I spent much of my free time over the last two weeks thinking, writing and reading. Much of it was done while working out.
Most of my workouts were spent listening to the audiobook of The Last Lecture. I'm in awe of Randy Pausch as he documented his last few months before he died of pancreatic cancer. It hit me last night after a late dinner at Chin Chins with Howard, Roger, James, Phil and Ian why Randy's story grabbed me so hard.
While Randy's life was cut short, mine was never really supposed to begin. Randy was forced to cram life with his three children and wife into a few months. I've been given multiple overtime periods to play a game that should have already ended.
At 18 months I was in heart failure at Children's Hospital in DC. I was born with a ventricular septal defect. A "VSD" is basically a hole between two of the ventricals in my heart. In 1974, they didn't operate. You either got better or you didn't. I luckily got better.
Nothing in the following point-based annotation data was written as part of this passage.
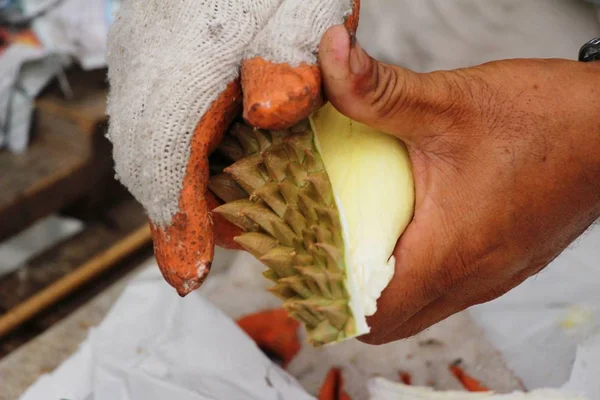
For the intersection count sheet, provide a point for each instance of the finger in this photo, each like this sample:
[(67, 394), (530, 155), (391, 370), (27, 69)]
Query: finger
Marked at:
[(280, 77), (477, 290), (184, 249), (390, 98), (411, 287)]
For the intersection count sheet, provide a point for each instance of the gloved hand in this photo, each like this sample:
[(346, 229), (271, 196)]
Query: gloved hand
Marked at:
[(174, 70)]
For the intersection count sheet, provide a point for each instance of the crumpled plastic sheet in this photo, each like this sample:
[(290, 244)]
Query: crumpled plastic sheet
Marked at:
[(545, 323), (154, 345)]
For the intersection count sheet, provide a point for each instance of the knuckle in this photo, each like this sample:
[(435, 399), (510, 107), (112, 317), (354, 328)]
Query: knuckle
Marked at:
[(388, 92)]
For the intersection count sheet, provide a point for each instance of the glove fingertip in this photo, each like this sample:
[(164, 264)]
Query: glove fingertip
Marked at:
[(278, 95)]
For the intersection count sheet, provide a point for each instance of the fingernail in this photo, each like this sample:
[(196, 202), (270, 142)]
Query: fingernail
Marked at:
[(358, 58)]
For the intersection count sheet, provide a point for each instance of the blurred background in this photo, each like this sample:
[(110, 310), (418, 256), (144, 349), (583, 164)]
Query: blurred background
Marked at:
[(68, 231)]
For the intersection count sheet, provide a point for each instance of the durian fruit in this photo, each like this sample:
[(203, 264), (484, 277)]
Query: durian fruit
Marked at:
[(322, 205)]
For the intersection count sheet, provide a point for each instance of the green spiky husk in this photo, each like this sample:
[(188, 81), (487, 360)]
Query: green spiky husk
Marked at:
[(278, 192)]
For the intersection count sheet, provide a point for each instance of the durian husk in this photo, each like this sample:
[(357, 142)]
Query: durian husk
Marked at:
[(278, 192)]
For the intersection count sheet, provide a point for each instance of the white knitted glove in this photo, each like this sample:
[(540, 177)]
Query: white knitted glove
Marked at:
[(173, 69)]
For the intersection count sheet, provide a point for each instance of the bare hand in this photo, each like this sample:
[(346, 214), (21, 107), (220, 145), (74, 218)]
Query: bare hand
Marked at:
[(506, 160)]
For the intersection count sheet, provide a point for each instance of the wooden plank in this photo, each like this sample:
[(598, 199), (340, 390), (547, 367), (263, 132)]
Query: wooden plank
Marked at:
[(64, 259), (68, 156), (62, 265)]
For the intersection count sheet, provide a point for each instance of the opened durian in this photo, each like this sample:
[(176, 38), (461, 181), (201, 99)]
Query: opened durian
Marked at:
[(322, 205)]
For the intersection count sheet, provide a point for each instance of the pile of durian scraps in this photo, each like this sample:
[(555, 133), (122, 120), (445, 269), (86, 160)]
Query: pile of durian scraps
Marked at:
[(276, 334)]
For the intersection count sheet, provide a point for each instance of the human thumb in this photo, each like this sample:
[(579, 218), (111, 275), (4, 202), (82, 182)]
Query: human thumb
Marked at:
[(393, 99)]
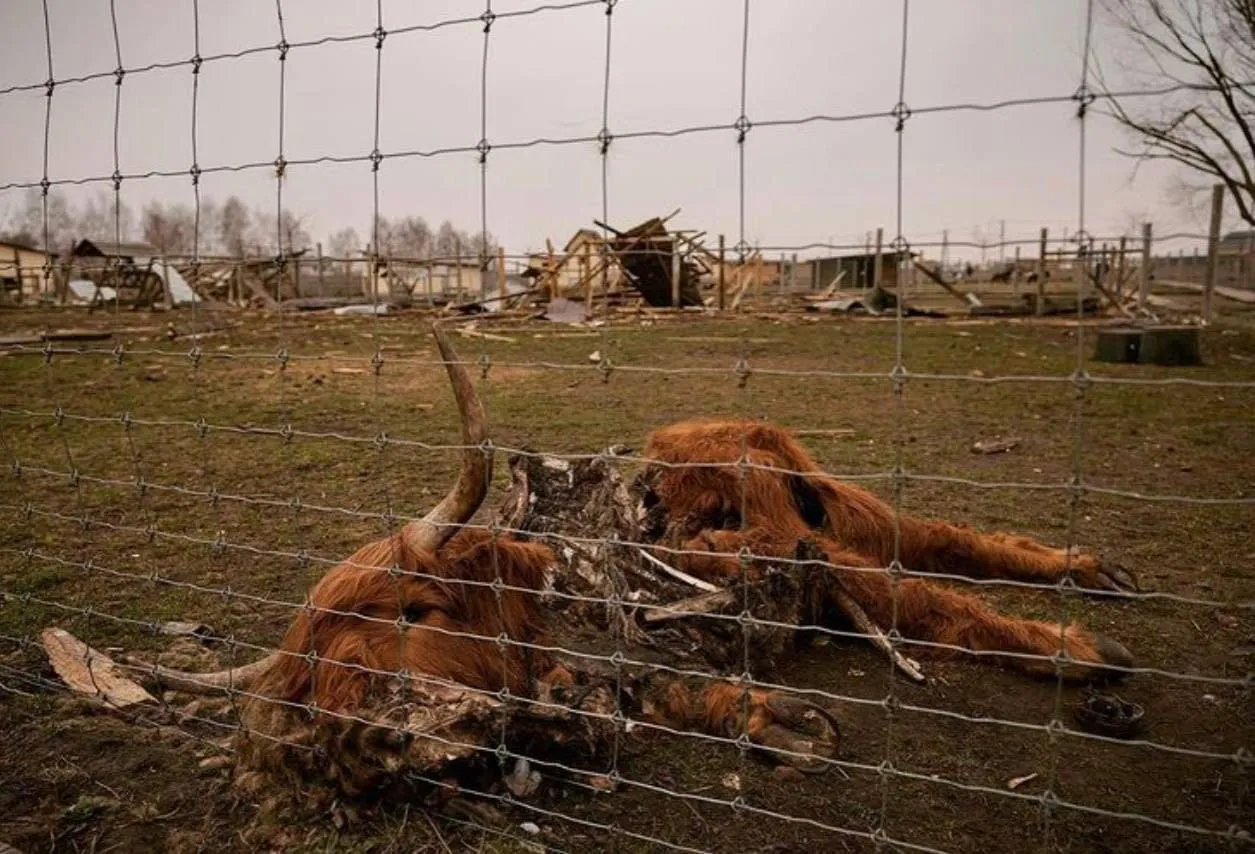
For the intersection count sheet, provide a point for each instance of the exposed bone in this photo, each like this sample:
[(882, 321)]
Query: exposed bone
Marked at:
[(692, 607), (677, 574), (859, 617)]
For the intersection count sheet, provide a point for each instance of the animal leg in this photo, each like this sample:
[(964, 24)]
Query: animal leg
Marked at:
[(792, 730), (963, 623), (933, 546)]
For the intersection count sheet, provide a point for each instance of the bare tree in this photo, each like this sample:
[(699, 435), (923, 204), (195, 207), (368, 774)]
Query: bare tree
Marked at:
[(344, 244), (1204, 52), (235, 221), (25, 222), (104, 217), (170, 229)]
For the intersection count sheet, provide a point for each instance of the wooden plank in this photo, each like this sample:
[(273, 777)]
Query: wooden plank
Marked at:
[(1039, 289), (966, 299), (90, 672), (722, 283)]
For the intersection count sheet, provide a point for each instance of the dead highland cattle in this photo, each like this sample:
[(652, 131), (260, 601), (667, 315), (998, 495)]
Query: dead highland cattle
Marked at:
[(423, 654)]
The hole soon closed enough to be noticeable but not life threatening. Other than premedicating with antibiotics before dental exams and other medical procedures, I lived a normal life.
That was until I was 19 years old and was told by my cardiologist that the hole was expanding and that it had caused damage to my aortic valve. So in the summer between my sophomore and junior years at Northwestern, I had the first of my open heart surgeries to fix the VSD and repair my aortic valve.
Eight days later, the repair gave way and my valve burst. I was given a few hours to live (I'll save the details of how I spent that time for another post). With zero blood pressure, I was rushed to Georgetown hospital for an emergency valve replacement. A few hours later, I was the proud owner of a St. Judes #25 artificial aortic valve, and with it more time to live ... overtime as I now call it. My constant reminder is the crisp click, click, click that emanates from my chest cavity. If you stand close enough to me, you'll hear it.
So whether you have three months to live or weren't supposed to live at all, my question for you is how do you plan to live it? Taking some time to think about it may make your time left more meaningful. You also may gain some perspective that will put your toughest personal decisions in a different light. You don't need a cancer diagnosis or new heart valve to motivate you to live the life you want.